Das Universitätsspital Zürich spricht von einem Meilenstein in der Unternehmensgeschichte. Am Flughafen Zürich hat das Spital am Montag eine ambulante Klinik eröffnet, in der rund 1000 Patientinnen und Patienten am Tag behandelt werden können. Über 360 Ärzte, Spezialistinnen und Pflegekräfte arbeiten am neuen Standort. Dieser erstreckt sich über sechs Stockwerke.
Zum Angebot des neuen Ambulatoriums gehören eine Tagesklinik für Krebspatienten, eine Dialysestation oder auch Permanencen für Kinder und Erwachsene, die rund um die Uhr geöffnet haben. Das Angebot sei breit, betont Katja Bruni, die beim Universitätsspital Zürich für alle ambulanten Mitarbeitenden verantwortlich ist. «Unsere Patienten können so von mehreren Spezialisten, die räumlich nahe nebeneinander arbeiten, untersucht werden.» Dies sei gerade bei der Terminkoordination wichtig. Ein weiterer Vorteil sei, dass der neue Standort eine moderne Infrastruktur aufweise.
Entscheidend bei der Wahl des neuen Standorts im «Circle» seien mehrere Faktoren gewesen, sagt Bruni. Auf der einen Seite sei wegen der Bauarbeiten am Hauptsitz eine Ausweichfläche nötig und auf der anderen Seite berge die Region auch enormes Potenzial. Das Gebiet am Flughafen sei verkehrstechnisch gut erschlossen, zudem wachse die Region Glatttal stetig.
Die Strategie des Universitätsspitals ist klar: Nicht die Bevölkerung soll die Klinik aufsuchen, die Klinik muss zu den Menschen. Katja Bruni betont, dass Patientinnen und Patienten Behandlungen in der Nähe des Wohn- oder Arbeitsorts suchten. Es sei deshalb ein wichtiges Ziel, einen Standort in der Nähe der Kundschaft zu etablieren.
«Die Nähe zur Bevölkerung liegt im Trend»

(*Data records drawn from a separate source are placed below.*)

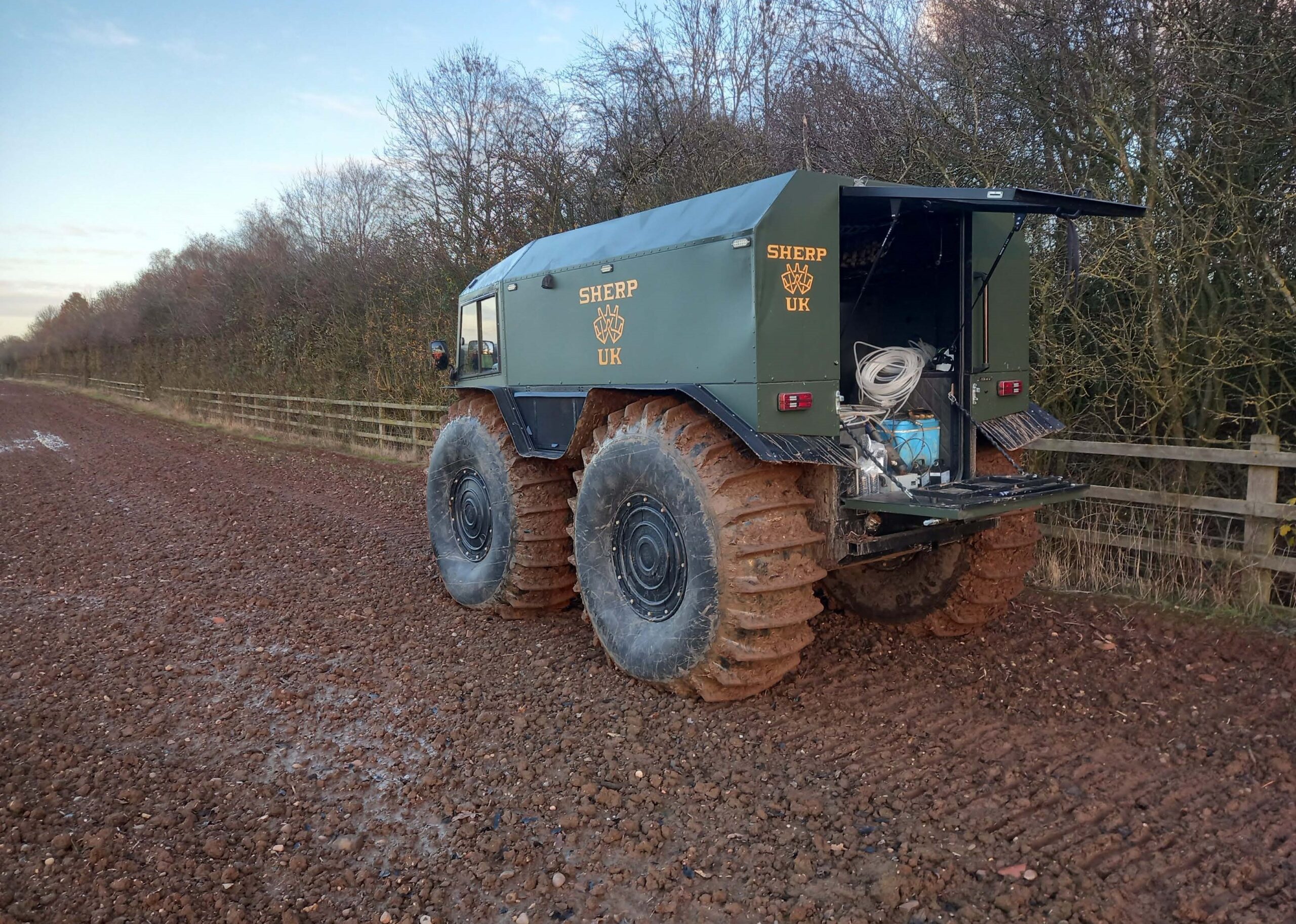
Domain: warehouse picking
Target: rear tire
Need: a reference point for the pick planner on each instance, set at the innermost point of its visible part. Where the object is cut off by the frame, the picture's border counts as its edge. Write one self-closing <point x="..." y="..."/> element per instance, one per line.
<point x="498" y="521"/>
<point x="695" y="559"/>
<point x="952" y="590"/>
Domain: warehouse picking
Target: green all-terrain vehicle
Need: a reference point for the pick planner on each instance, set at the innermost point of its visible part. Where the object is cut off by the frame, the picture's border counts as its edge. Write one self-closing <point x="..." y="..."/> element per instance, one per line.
<point x="697" y="416"/>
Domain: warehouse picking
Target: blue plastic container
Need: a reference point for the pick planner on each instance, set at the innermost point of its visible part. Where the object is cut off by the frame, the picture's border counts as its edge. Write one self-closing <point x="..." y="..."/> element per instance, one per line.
<point x="917" y="441"/>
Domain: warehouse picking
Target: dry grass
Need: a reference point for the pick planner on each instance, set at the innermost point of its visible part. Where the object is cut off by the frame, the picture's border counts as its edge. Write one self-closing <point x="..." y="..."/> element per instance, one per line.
<point x="284" y="433"/>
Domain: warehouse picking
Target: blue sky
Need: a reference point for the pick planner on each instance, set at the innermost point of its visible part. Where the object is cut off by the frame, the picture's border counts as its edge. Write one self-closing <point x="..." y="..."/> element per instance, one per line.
<point x="126" y="128"/>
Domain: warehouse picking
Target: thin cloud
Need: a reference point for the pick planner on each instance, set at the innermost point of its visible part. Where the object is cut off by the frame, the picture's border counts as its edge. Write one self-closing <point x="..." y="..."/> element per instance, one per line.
<point x="68" y="230"/>
<point x="555" y="11"/>
<point x="104" y="35"/>
<point x="187" y="50"/>
<point x="354" y="107"/>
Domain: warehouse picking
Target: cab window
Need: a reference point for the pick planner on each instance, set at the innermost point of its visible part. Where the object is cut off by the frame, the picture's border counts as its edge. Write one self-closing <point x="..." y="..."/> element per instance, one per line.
<point x="478" y="337"/>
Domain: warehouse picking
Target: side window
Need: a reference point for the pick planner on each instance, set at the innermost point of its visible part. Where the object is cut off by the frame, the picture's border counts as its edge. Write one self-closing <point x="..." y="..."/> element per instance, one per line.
<point x="468" y="365"/>
<point x="490" y="335"/>
<point x="478" y="337"/>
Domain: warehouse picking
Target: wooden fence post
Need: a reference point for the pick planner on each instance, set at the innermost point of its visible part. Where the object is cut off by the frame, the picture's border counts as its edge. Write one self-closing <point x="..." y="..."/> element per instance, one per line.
<point x="1258" y="536"/>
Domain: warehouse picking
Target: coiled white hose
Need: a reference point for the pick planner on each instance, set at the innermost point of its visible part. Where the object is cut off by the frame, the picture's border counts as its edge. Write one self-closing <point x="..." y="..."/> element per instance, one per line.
<point x="888" y="376"/>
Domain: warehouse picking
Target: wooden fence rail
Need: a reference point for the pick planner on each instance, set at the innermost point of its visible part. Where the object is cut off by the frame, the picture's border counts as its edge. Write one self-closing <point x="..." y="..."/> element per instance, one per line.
<point x="126" y="389"/>
<point x="387" y="423"/>
<point x="396" y="424"/>
<point x="1260" y="510"/>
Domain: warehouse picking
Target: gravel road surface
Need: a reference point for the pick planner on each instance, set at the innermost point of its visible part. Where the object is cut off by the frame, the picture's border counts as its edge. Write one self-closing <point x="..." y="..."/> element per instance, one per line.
<point x="231" y="690"/>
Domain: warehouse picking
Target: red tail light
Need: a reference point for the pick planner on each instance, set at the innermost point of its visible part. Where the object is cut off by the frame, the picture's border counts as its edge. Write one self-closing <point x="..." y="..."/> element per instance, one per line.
<point x="795" y="401"/>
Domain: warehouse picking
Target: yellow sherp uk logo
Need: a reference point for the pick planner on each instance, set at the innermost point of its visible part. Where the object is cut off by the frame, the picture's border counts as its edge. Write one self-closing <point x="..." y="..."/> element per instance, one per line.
<point x="797" y="279"/>
<point x="610" y="325"/>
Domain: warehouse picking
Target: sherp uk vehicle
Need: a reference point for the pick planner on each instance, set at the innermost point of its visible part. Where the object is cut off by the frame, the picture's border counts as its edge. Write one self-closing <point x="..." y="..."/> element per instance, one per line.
<point x="697" y="416"/>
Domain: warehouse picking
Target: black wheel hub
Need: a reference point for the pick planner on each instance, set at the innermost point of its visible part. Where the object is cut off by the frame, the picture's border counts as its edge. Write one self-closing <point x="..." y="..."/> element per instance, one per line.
<point x="649" y="555"/>
<point x="470" y="513"/>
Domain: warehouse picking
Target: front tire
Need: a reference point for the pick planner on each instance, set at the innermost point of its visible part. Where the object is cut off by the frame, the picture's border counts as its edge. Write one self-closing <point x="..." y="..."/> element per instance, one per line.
<point x="695" y="559"/>
<point x="498" y="521"/>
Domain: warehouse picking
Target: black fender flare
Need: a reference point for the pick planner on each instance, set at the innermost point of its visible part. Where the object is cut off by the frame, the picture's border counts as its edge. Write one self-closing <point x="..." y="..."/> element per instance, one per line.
<point x="571" y="415"/>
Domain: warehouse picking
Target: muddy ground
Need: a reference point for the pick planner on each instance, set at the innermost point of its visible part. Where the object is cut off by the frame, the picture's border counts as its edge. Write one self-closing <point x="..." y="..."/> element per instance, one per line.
<point x="232" y="691"/>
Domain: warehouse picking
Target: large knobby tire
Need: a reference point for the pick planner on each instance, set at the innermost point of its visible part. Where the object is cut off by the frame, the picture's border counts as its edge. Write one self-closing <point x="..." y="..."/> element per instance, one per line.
<point x="952" y="590"/>
<point x="498" y="521"/>
<point x="695" y="559"/>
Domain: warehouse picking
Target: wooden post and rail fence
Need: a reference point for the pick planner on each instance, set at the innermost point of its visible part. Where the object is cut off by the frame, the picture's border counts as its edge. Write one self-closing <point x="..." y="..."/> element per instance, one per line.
<point x="396" y="424"/>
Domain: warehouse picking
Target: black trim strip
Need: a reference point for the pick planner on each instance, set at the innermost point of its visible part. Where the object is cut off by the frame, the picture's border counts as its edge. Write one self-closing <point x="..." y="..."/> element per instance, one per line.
<point x="1007" y="198"/>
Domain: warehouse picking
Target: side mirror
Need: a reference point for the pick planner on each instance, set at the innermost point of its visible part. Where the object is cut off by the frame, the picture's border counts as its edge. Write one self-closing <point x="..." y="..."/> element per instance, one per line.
<point x="440" y="354"/>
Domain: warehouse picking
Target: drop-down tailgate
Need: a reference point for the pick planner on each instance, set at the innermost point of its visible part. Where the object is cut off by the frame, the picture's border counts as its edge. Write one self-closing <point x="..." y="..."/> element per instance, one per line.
<point x="982" y="497"/>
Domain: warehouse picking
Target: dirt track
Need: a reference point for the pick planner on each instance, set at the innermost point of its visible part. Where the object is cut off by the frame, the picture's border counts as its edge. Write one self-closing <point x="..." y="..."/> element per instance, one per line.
<point x="232" y="691"/>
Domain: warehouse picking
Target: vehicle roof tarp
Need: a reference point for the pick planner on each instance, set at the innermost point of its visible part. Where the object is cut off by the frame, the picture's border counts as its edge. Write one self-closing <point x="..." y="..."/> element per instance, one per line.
<point x="729" y="212"/>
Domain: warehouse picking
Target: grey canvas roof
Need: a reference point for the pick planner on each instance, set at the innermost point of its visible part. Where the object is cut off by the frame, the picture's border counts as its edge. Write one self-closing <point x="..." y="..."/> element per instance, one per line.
<point x="729" y="212"/>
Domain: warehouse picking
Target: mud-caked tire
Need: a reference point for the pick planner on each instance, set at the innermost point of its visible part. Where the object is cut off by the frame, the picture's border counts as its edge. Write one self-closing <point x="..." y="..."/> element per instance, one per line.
<point x="498" y="521"/>
<point x="949" y="590"/>
<point x="695" y="559"/>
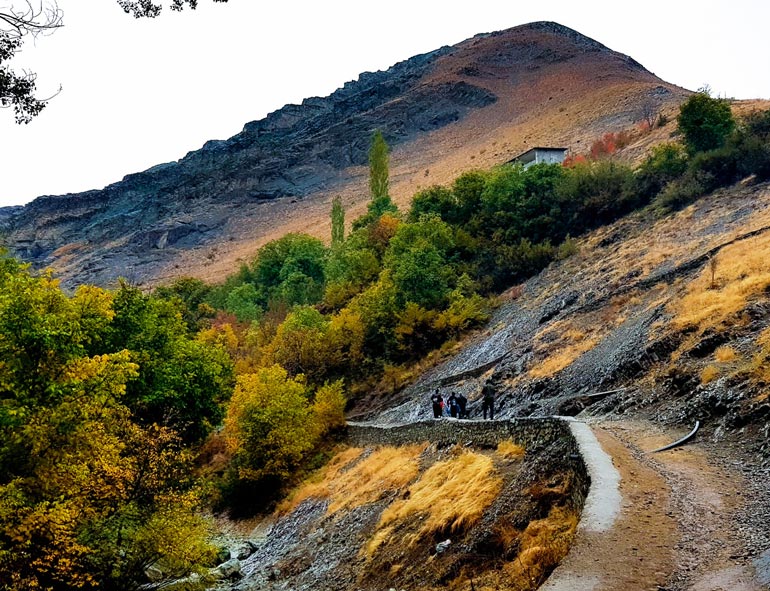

Die gleichen Ziele wie das Universitätsspital verfolgt das Stadtspital Triemli und Waid. «Wir haben in der Angebots-Strategie festgelegt, dass wir mit ambulanten Leistungen näher zu den Patienten gehen wollen», sagt Spital-Direktor André Zemp. Die Wahl für einen neuen Standort fiel beim Stadtspital deshalb auf die Europaallee gleich neben dem Zürcher Hauptbahnhof.
In rund einem Jahr soll am Gustav-Gull-Platz das ambulante Zentrum des Stadtspitals aufgehen. Das Stadtparlament hatte letzte Woche den Mietvertrag mit den SBB und den Kredit für die Ausbauarbeiten ohne Gegenstimme bewilligt. Die Stadt bezahlt in Zukunft jährlich rund 1.7 Millionen Franken Miete, die Ausbauarbeiten kosten über 13 Millionen Franken.
Die Zusage des Stadtparlaments habe ihn nicht erstaunt, sagt Zemp. Denn er ist überzeugt: «Die Nähe zur Bevölkerung ist im ambulanten Geschäft ein Trend, das sieht man auch in anderen Städten.» In Aarau betreibt das Kantonsspital zum Beispiel im Bahnhof ein ambulantes Zentrum. Die Kundennähe sei aber nicht der einzige Vorteil, so Zemp. «Durch die Trennung von ambulantem und stationärem Geschäft ist es uns möglich, die Behandlungskosten zu senken.»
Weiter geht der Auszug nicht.